May 27, 2012 at 9:16+00:00May
Nigel Featherstone
Hi Jim, I have a feeling that this certain friend might keep saying these things for quite some time yet. She was amazingly persuasive, and tenacious, wasn’t she.
May 27, 2012 at 9:16+00:00May
Gabrielle Bryden
The energy of their remembered life stays around for a long time when they are important to you – a way to process it all in a way – I like that feeling. I have a ‘thing’ about angels (well I am named after an Arch Angel – Gabriel and my son Michael another one – I wouldn’t name a kid Raphael so Tessa is kinda lucky in that regard – haha) – my guardian angel has been good to me ; I am still alive after all).They sound like the best kind of people Nigel – your friend and your cuz!
May 27, 2012 at 9:16+00:00May
Nigel
Hi Gabe, yes, it’s a good feeling to remmber these two wonderful people, and to have their ongoing contribution to me in my life. Thanks for pointing that out.
You sure are a household of angels, aren’t you!
May 27, 2012 at 9:16+00:00May
Tristan
Hi Nigel. I’m really very sorry to hear you’ve lost two strong women from your life. This, however, is a lovely little tribute to their memory.
May 28, 2012 at 9:16+00:00May
Nigel
Thanks Tristan. You’re right: strong people are good to have around. Probably because they never really go away, no matter what happens to them.
May 28, 2012 at 9:16+00:00May
Geoff
I once read somewhere that we miss the departed because we miss the person we were when we were with them … and that now that they have gone you’ll never be that person again … I think of that often. And I agree with your friend … you have to do every thing in your power to help those animals under your care … 🙂
Thank you for the reminders in this your small and effective tribute.
May 28, 2012 at 9:16+00:00May
Nigel
Thanks Geoff. That’s interesting: we miss the departed because we miss the person we were when with them. My friend made me laugh, and care more deeply about the animals in my life; my cousin made me think, and be strong and brave, and be no one but myself. But I carry these things still.
No one’s ever alone, not matter how many people have left.
May 28, 2012 at 9:16+00:00May
broadsideblog
and that now that they have gone you’ll never be that person again…
But that’s their gift to us! To be that person still to honor the spark they lit in you.

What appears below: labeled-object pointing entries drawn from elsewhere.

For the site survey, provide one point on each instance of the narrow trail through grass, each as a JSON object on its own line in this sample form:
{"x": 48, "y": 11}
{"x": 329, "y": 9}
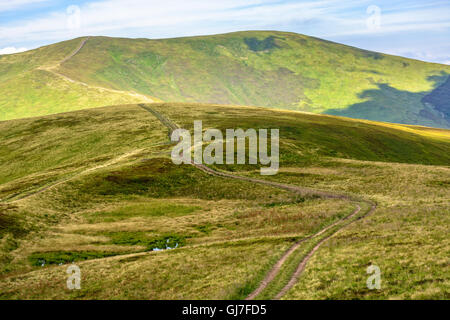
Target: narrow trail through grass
{"x": 52, "y": 69}
{"x": 322, "y": 236}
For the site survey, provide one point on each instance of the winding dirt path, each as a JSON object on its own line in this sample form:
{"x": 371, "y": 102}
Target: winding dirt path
{"x": 299, "y": 190}
{"x": 53, "y": 69}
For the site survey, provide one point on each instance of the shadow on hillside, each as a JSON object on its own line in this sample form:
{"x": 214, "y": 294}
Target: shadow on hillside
{"x": 400, "y": 106}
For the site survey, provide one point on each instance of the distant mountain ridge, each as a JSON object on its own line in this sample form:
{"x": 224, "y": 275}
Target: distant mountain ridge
{"x": 262, "y": 68}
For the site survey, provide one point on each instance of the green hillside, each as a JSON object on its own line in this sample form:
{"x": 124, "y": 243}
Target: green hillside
{"x": 263, "y": 68}
{"x": 97, "y": 187}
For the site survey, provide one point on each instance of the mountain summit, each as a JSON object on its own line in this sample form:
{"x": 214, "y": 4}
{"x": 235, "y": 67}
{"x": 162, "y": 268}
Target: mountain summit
{"x": 263, "y": 68}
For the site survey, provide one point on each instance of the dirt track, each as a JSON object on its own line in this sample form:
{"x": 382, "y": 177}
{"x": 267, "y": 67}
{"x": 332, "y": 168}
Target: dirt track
{"x": 299, "y": 190}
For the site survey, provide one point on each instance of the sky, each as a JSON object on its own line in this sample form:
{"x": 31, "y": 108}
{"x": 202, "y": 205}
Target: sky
{"x": 412, "y": 28}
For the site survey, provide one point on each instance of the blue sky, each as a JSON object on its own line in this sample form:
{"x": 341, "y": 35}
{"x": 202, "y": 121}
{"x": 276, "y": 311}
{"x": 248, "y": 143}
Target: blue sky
{"x": 411, "y": 28}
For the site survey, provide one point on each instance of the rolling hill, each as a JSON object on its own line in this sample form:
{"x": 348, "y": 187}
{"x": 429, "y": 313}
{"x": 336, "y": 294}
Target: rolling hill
{"x": 71, "y": 191}
{"x": 263, "y": 68}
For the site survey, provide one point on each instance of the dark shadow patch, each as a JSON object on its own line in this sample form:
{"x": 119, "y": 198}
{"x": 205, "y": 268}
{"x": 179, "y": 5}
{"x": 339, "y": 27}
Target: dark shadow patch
{"x": 400, "y": 106}
{"x": 439, "y": 98}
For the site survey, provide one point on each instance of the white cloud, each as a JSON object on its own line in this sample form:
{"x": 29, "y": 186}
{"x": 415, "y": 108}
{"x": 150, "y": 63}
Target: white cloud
{"x": 10, "y": 50}
{"x": 337, "y": 20}
{"x": 7, "y": 5}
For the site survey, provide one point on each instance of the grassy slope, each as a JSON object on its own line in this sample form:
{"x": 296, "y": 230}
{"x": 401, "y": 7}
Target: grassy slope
{"x": 275, "y": 69}
{"x": 29, "y": 89}
{"x": 127, "y": 204}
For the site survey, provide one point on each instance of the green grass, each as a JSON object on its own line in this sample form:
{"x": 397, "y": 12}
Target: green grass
{"x": 119, "y": 196}
{"x": 263, "y": 68}
{"x": 142, "y": 210}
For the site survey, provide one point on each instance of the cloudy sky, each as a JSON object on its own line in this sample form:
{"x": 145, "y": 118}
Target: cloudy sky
{"x": 412, "y": 28}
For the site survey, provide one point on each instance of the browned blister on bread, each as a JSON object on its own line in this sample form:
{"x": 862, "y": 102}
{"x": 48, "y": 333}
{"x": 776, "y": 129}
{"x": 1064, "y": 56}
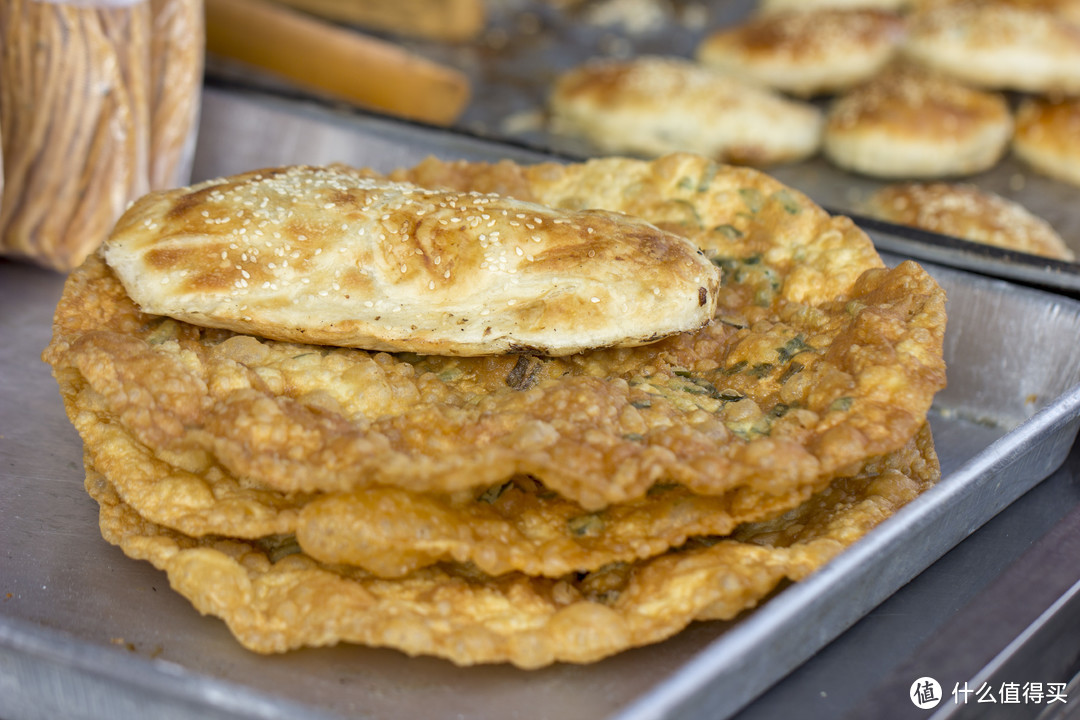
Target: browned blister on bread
{"x": 328, "y": 256}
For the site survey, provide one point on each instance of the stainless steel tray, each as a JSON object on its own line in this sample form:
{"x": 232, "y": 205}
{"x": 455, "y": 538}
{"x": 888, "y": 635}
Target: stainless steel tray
{"x": 85, "y": 633}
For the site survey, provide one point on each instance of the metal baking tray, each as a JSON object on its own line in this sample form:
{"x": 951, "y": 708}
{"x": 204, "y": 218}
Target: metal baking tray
{"x": 86, "y": 633}
{"x": 529, "y": 42}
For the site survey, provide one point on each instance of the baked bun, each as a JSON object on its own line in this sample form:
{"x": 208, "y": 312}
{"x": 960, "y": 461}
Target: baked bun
{"x": 329, "y": 256}
{"x": 1048, "y": 137}
{"x": 652, "y": 106}
{"x": 1000, "y": 46}
{"x": 808, "y": 52}
{"x": 1068, "y": 10}
{"x": 967, "y": 212}
{"x": 910, "y": 123}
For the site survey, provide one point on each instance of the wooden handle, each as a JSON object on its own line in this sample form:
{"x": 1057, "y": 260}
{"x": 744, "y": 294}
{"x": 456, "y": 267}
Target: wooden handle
{"x": 346, "y": 64}
{"x": 451, "y": 21}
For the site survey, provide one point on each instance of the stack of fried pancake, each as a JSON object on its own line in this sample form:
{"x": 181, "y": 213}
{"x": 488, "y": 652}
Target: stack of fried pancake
{"x": 552, "y": 500}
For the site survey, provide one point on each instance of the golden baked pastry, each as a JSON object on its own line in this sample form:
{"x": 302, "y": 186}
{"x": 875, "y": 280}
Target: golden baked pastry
{"x": 1048, "y": 137}
{"x": 274, "y": 597}
{"x": 970, "y": 213}
{"x": 997, "y": 45}
{"x": 808, "y": 52}
{"x": 912, "y": 123}
{"x": 514, "y": 507}
{"x": 771, "y": 7}
{"x": 326, "y": 255}
{"x": 650, "y": 106}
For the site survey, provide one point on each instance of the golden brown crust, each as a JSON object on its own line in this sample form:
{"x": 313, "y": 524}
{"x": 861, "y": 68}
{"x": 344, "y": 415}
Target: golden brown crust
{"x": 1048, "y": 137}
{"x": 274, "y": 598}
{"x": 821, "y": 357}
{"x": 809, "y": 52}
{"x": 998, "y": 45}
{"x": 326, "y": 255}
{"x": 968, "y": 212}
{"x": 651, "y": 106}
{"x": 908, "y": 122}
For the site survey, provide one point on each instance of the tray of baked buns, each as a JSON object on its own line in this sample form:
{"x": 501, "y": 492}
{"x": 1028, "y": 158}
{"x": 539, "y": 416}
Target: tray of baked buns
{"x": 226, "y": 499}
{"x": 881, "y": 109}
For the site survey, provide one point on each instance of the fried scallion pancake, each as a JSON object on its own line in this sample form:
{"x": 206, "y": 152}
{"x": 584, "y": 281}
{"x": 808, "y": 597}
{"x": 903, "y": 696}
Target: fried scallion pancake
{"x": 819, "y": 358}
{"x": 515, "y": 526}
{"x": 273, "y": 597}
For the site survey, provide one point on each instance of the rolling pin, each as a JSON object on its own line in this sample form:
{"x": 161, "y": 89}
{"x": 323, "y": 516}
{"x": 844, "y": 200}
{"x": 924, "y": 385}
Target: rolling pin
{"x": 453, "y": 21}
{"x": 342, "y": 63}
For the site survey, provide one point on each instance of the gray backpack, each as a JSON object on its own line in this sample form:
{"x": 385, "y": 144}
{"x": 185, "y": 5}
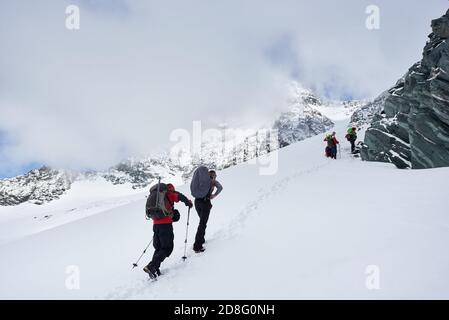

Nigel, I am so sorry to hear this. One of the most inspiring men I’ve ever met died in 1986…I dedicated my first book (2004) to him and I think of him often. I try to live up, still, to his admiration of me…when I was merely 25, in 1982…
May 28, 2012 at 9:16+00:00May
Nigel
Ah yes, the enduring side of true relationships! To honour the spark they lit in us! So, to honour my cousin and friend, I’m going to pour a glass of wine, put on some music, pat the cat, and read some poetry. Who says the departed have nothing to say?
May 29, 2012 at 9:16+00:00May
Geoff
Sounds like a perfect way to spend the evening.
May 28, 2012 at 9:16+00:00May
Shannon McKeogh
beautiful post Nigel. The way you write, it’s really touching. Thanks for sharing this.
May 29, 2012 at 9:16+00:00May
Nigel
Thanks Shannon. It’s always good to know what words can move.